コンサルティングの初期は、社長さんとじかには話す機会が多いが、一定の方針が出ると、担当のスタッフ(主に女性)に対して、マーケティングの知識・ネットやパソコン技術を伝授する場面が多くなる。

女性スタッフに知識・スキルを習得してもらうために、彼女たちの話を聞きながら仕事を進めていくわけだが、現場でコンサルティングをしていると、社長さんや営業責任者と、女性スタッフの間の認識のズレの大きさに驚くことも多い。

今回は、私のクライアントである、抹茶工務店(仮名)の山本ルミさん(仮名)の入社当時の苦労話である。

抹茶工務店は、無垢の木材を使った住宅建築が得意で、リフォームや家具販売も行っている。年商は軽く10億円を超える。

ルミさんは年齢30代前半・独身で、抹茶工務店に勤務した当初は戸建住宅建築の部門に配属された。

パソコンが結構得意(というか好き)なルミさん、
今では、ブログの執筆、会社のフェイスブックページの更新、さらには販促用の資料(パンフレットやチラシ)の制作も担当している。
もちろん、集客アップの成果も出しているから、社内の広告担当として、各部門から引っ張りダコである。

ところで、抹茶工務店に限らないが、工務店の社員には、パソコンやネットが苦手な人が多い。
それもそうだ。だって建築の図面を書いたり、現場の施工の知識を学ばなければいけないから、パソコンやネットの習熟は後回しになる。

だから、パソコンや集客のノウハウを持つルミさんのような「工務店女子」が求められるのである。

さて、今では、社内でも本当に必要とされる人材になったルミさんだが、配属当初は、社長をはじめとした上司たちとの認識ギャップにかなり苦労した。

私の記憶に残っているエピソード。
それは、社長から「おーい、山本。おまえ、パソコンできるから、CADもすぐに使いこなせるようになるだろ。明日から設計の補佐もしてくれるか」と言われ、ルミさんが愕然とした話である。

ちなみに、CADとは図面を描くためのコンピュータのソフトである。これを使いこなすには、建築の知識が必要なのだ

以下、ルミさんと私の会話。

ルミさん
「吉田さん、聞いてください。突然、社長から、CADを使った図面作成の仕事をやれ、と言われました(大泣」

吉田
「え? だって、もともとホームページの修正とかチラシの作成が担当なんじゃなかったの?」

ルミさん
「ええ、そうなんですけど、設計の人手が足りないらしくて。うちの社長、パソコンが使えれば、CADで建築図面も簡単に描けると思っているみたいなんです。でも、私、建築の知識はないし、CADなんて使ったこともありませんし」

吉田
「まいったな…」

せっかく、これからマーケティングの知識や、ネットの技術を教えこもうとしている矢先に、設計の補佐に回されては、集客の仕事がおろそかになってしまう。

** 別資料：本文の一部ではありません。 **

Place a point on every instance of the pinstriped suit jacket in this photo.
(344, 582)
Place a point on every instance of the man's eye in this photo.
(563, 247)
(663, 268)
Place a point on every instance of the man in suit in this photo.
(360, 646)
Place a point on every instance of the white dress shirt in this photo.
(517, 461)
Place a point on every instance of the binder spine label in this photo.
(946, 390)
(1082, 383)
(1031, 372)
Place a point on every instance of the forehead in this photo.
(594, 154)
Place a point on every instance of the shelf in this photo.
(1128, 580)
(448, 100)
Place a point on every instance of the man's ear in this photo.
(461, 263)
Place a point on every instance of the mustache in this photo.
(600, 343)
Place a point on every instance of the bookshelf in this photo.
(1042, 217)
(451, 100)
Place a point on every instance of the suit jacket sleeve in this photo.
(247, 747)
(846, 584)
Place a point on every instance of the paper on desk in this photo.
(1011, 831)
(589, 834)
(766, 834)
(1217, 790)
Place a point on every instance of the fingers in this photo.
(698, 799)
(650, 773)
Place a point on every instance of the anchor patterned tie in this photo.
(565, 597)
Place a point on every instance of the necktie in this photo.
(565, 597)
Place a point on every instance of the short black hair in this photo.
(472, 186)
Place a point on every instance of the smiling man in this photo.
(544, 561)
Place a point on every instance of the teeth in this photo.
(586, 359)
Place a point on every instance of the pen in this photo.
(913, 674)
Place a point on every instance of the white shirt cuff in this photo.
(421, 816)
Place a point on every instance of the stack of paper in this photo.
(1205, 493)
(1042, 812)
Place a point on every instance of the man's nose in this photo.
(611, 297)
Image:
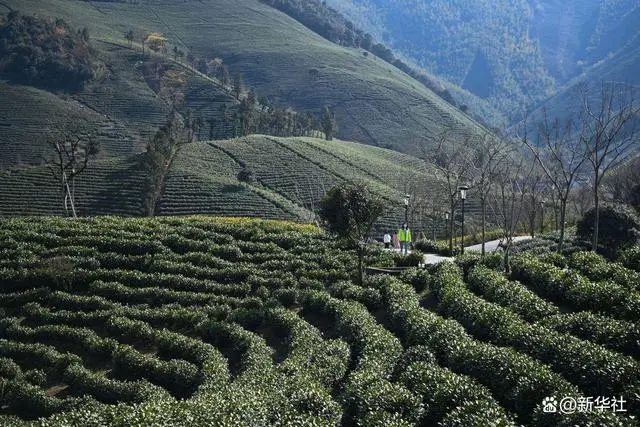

それにしても、パソコンが使えればCADが使えるだろ、というのも安直すぎる。たしかに最近のCADソフトは、操作方法こそ飛躍的に簡単になってはいるが、使う人に建築の知識がないと、危なっかしくてしょうがない。建築の基準を全く無視した建物が描けちゃうからだ。

というわけで、ルミさんに次のようなアドバイスをした。

吉田
「社長に、『パソコンが使えればCADができるって、そんな簡単なものじゃない。CADには建築の知識が必要だから、それなりの人を担当にしてほしい』と抵抗してみたら?」

ルミさん
「そんな!抵抗なんてできません。入社したばかりだし、ほかの人に聞くと、社長はワンマンで、怒りだすと手が付けられないとか言われてるし…」

ほかの社員の吹き込みも大袈裟である。
私からみれば、社長は、話のわかる、いい人である。
新入社員をからかったのであろうか。

とにかく、なんとかせねば!と思って、上司の営業責任者にかけあって、上手に社長を説得してもらったのである。

しかし、その後も、上司たちとの認識ギャップ「パソコンが使えるなら~」に苦しむことに。

「パソコンが使えるなら、じゃんじゃん集客できるチラシが作れるだろ」
「パソコンが使えるなら、ホームページからガバガバお問合せがくるようにできるだろ」
「パソコンが使えるなら、フェイスブックとかSNSをスイスイ使いこなせるだろ」

そんな馬鹿な!
集客するには、マーケティングの知識が必要だ。
それは、建築の知識に負けないぐらい大事なノウハウなのだ。
パソコンができれば、万能ってわけじゃない。

こうして、ルミさんの集客アップへの苦闘の幕が開けられたのであった。